A Special GSFS Marathon Presentation
at Friday Saturday Night Movies:

Back to the Future Trilogy

Saturday, September 20th
Movies @ 3p, 6p and 9p *


Marty McFly's having the time of his life. The only question is -- what time is it?

USA: 1985/1989/1990 -- Directed by Robert Zemeckis
Written by Robert Zemeckis & Bob Gale
Starring Michael J. Fox, Christopher Lloyd, Thomas F. Wilson, Lea Thompson, Crispin Glover (Part I), Elizabeth Shue (Parts II and III), and Mary Steenburgen (Part III)

I'm sure in 1985, plutonium is available at every corner drugstore, but in 1955 it's a little hard to come by!
--Christopher Lloyd as Dr. Emmett Brown

Filmmaker Robert Zemeckis topped his breakaway hit Romancing the Stone with Back to the Future, a joyous comedy with a dazzling hook: what would it be like to meet your parents in their youth? Billed as a special-effects comedy, the imaginative film (the top box-office smash of 1985) has staying power because of the heart behind Zemeckis and Bob Gale's script. High schooler Marty McFly (Michael J. Fox, during the height of his TV success) is catapulted back to the '50s where he sees his parents in their teens, and accidentally changes the history of how Mom and Dad met. Filled with the humorous ideology of the '50s, filtered through the knowledge of the '80s (actor Ronald Reagan is president, ha!), the film comes off as a Twilight Zone episode written by Preston Sturges. Filled with memorable effects and two wonderfully off-key, perfectly cast performances: Christopher Lloyd as the crazy scientist who builds the time machine (a DeLorean luxury car) and Crispin Glover as Marty's geeky dad.

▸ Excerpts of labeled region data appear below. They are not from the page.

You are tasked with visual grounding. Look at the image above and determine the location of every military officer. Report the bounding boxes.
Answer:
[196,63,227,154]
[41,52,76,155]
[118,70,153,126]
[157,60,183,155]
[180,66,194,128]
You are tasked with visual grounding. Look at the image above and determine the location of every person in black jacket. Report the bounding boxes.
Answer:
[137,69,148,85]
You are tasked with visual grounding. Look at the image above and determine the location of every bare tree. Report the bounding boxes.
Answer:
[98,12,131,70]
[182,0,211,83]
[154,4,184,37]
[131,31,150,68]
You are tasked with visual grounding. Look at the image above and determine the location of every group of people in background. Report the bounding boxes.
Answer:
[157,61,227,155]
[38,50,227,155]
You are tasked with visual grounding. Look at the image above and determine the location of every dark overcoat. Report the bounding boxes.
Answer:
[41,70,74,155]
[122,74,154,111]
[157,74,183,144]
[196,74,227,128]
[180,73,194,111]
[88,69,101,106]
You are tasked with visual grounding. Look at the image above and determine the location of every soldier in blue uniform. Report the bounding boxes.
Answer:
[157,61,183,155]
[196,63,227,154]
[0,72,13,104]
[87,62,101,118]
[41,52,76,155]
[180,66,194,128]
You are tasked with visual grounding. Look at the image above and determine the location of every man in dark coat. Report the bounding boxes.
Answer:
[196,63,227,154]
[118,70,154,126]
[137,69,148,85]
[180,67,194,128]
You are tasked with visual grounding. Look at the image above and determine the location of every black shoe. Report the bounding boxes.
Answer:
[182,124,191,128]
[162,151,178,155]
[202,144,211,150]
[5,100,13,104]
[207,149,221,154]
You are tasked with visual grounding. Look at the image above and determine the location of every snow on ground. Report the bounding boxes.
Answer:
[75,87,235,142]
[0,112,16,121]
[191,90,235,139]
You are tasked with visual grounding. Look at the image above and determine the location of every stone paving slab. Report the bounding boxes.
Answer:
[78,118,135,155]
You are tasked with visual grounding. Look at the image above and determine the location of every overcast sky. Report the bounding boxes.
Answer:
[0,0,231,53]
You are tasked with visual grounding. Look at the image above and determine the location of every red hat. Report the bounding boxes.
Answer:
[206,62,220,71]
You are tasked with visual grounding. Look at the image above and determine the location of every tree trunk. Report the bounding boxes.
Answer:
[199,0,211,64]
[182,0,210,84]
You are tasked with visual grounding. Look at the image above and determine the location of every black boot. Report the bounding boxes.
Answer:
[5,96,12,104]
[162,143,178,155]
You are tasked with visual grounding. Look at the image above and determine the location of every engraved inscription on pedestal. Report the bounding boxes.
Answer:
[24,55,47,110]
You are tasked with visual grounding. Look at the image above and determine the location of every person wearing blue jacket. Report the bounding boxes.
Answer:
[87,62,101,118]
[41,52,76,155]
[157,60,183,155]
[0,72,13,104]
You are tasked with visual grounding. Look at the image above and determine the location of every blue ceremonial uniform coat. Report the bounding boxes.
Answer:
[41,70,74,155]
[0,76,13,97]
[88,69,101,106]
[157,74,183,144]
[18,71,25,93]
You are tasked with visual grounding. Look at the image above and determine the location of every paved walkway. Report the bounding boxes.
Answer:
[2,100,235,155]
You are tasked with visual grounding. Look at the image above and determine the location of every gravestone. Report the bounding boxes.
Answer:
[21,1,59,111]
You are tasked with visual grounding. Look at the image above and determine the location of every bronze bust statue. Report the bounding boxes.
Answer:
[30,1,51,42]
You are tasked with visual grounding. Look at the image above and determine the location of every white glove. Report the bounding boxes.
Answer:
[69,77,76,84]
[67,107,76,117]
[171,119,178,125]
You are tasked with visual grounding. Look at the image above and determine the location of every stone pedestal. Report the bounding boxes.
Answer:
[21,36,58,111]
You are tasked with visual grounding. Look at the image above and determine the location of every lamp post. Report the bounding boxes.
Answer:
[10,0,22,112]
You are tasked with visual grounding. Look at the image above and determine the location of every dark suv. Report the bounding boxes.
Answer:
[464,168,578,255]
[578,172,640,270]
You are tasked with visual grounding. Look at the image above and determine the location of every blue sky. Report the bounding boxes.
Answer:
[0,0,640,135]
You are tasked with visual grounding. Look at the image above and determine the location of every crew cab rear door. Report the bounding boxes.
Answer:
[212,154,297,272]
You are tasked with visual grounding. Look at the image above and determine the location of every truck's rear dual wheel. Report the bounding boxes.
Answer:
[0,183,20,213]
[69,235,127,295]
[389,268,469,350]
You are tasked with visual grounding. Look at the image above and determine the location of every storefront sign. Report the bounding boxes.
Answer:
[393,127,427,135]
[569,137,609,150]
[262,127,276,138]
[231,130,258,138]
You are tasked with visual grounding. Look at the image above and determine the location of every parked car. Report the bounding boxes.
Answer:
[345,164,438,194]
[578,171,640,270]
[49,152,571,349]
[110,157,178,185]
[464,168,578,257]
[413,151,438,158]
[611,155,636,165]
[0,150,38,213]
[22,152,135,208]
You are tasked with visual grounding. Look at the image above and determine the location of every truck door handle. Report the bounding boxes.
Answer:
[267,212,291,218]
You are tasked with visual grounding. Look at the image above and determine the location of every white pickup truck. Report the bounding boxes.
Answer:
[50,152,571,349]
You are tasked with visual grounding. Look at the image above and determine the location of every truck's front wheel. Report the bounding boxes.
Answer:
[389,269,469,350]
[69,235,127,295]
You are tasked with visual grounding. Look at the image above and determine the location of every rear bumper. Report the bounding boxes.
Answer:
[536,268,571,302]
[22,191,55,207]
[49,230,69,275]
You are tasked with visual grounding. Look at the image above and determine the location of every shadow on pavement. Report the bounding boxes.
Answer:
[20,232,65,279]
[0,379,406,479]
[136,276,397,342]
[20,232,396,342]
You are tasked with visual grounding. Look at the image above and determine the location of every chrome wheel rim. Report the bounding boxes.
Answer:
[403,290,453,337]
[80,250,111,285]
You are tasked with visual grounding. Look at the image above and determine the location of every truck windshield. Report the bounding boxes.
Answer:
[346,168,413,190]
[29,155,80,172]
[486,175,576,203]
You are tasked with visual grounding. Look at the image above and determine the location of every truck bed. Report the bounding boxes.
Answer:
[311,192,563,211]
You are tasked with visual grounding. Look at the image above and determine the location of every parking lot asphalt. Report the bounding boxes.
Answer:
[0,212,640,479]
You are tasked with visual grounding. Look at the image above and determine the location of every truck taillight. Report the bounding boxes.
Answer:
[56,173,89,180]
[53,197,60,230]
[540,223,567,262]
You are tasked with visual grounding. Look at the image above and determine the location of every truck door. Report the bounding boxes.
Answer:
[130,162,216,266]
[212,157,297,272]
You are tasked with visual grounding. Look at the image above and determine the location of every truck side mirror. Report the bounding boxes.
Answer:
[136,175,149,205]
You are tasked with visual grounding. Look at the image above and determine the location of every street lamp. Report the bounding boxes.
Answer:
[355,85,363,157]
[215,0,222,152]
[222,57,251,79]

Critics and audiences didn't seem too happy with Back to the Future, Part II, the inventive, perhaps too clever sequel. Director Zemeckis and cast bent over backwards to add layers of time-travel complication, and while it surely exercises the brain it isn't necessarily funny in the same way that its predecessor was. It's well worth a visit, though, just to appreciate the imagination that went into it, particularly in a finale that has Marty watching his own actions from the first film.

Shot back-to-back with the second chapter in the trilogy, Back to the Future, Part III is less hectic than that film and has the same sweet spirit of the first, albeit in a whole new setting. This time, Marty ends up in the Old West of 1885, trying to prevent the death of mad scientist Christopher Lloyd at the hands of gunman Buford "Mad Dog" Tannen (Thomas F. Wilson, who had a recurring role as the bully Biff). Director Zemeckis successfully blends exciting special effects with the traditions of a Western and comes up with something original and fun.

Hope to see you there. I'll save you an aisle seat and a ride in my DeLorean.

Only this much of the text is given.